Page:Régnier - L’Amphisbène, 1912.djvu/325

Cette page a été validée par deux contributeurs.

Même date. — Pourquoi lui redirais-je encore mon amour ? Elle le sait. Elle le sent autour d’elle inquiet, attentif. Elle sait que la moindre de ses paroles a mille échos dans mon cœur. Qu’ajouterais-je donc à mes aveux ? Tout de moi n’est-il pas un aveu continuel, une muette et vivante supplication ? Parfois je cherche à définir le singulier pouvoir qu’elle a sur moi. Comment ce grand, ce profond amour a-t-il pris naissance ? Aucun événement romanesque ne l’a favorisé, aucune de ces rencontres qui frappent l’imagination. Pourquoi, dès que je l’ai vue, ai-je senti qu’elle était celle que je devais aimer, pour qui ma vie était faite ? Cette certitude, rien ne l’a préparée.

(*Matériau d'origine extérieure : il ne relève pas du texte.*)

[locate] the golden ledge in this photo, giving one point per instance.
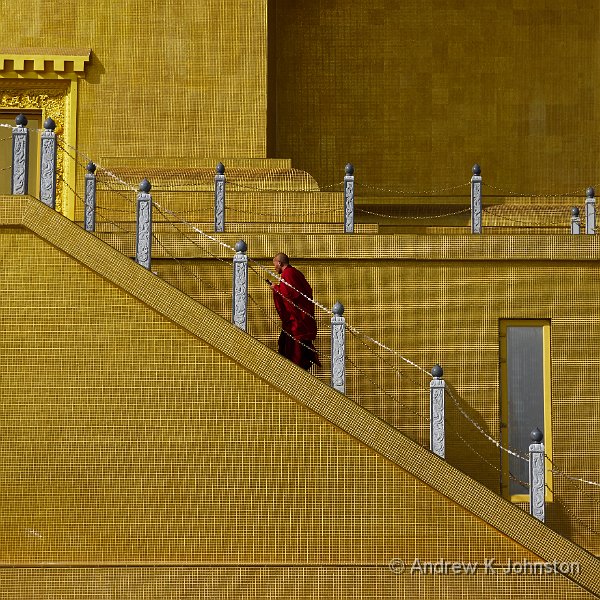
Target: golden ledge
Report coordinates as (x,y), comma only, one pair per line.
(44,59)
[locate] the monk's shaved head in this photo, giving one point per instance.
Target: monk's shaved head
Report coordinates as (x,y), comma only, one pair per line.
(284,259)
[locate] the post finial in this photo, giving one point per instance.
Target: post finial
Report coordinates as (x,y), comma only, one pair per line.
(536,436)
(145,186)
(338,309)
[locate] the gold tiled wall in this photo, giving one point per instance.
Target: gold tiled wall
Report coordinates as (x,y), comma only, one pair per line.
(415,92)
(217,583)
(165,80)
(445,311)
(126,440)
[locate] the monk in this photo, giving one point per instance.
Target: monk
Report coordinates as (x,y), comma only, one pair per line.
(297,314)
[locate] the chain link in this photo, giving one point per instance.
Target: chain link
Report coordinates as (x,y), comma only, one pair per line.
(509,193)
(458,212)
(408,193)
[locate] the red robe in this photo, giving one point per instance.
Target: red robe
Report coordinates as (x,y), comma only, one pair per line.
(297,314)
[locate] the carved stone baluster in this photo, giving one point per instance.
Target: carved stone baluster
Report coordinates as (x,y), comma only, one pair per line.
(90,197)
(537,476)
(575,221)
(338,348)
(48,164)
(143,240)
(19,183)
(239,305)
(590,211)
(220,198)
(437,392)
(476,200)
(349,199)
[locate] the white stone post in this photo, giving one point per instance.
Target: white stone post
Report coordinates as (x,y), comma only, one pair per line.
(575,221)
(143,240)
(338,348)
(349,199)
(590,211)
(89,217)
(476,199)
(537,476)
(19,181)
(239,305)
(48,149)
(437,392)
(220,198)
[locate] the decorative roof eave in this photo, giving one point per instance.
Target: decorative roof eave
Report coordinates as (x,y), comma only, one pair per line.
(45,60)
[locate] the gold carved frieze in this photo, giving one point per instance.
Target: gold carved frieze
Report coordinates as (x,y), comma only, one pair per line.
(50,98)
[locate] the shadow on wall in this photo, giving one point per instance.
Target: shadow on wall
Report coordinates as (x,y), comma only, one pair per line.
(467,448)
(94,70)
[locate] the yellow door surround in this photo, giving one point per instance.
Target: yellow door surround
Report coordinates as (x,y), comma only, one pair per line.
(46,79)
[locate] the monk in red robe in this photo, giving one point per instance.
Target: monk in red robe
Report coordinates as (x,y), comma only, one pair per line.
(292,297)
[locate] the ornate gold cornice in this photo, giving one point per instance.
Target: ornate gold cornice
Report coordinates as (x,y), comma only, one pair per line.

J’ai cherché plus d’une fois, cependant, à raisonner mon amour. Ma passion a tâché de se faire pointilleuse et malveillante. J’ai essayé de dépouiller Laure du prestige qui la revêt à mes yeux. Je lui ai prêté des calculs et des intentions. J’ai mêlé à mon amour de la jalousie. J’ai tenté de penser d’elle des choses défavorables. J’ai chicané sa grâce et sa beauté. J’ai voulu lui trouver des défauts. Tout à coup, il suffit d’un mot, d’un geste, d’un regard pour que tout cela s’évanouisse, disparaisse. Il se fait en moi comme un rayonnement, comme une lumière au centre de laquelle elle se dresse, victorieuse.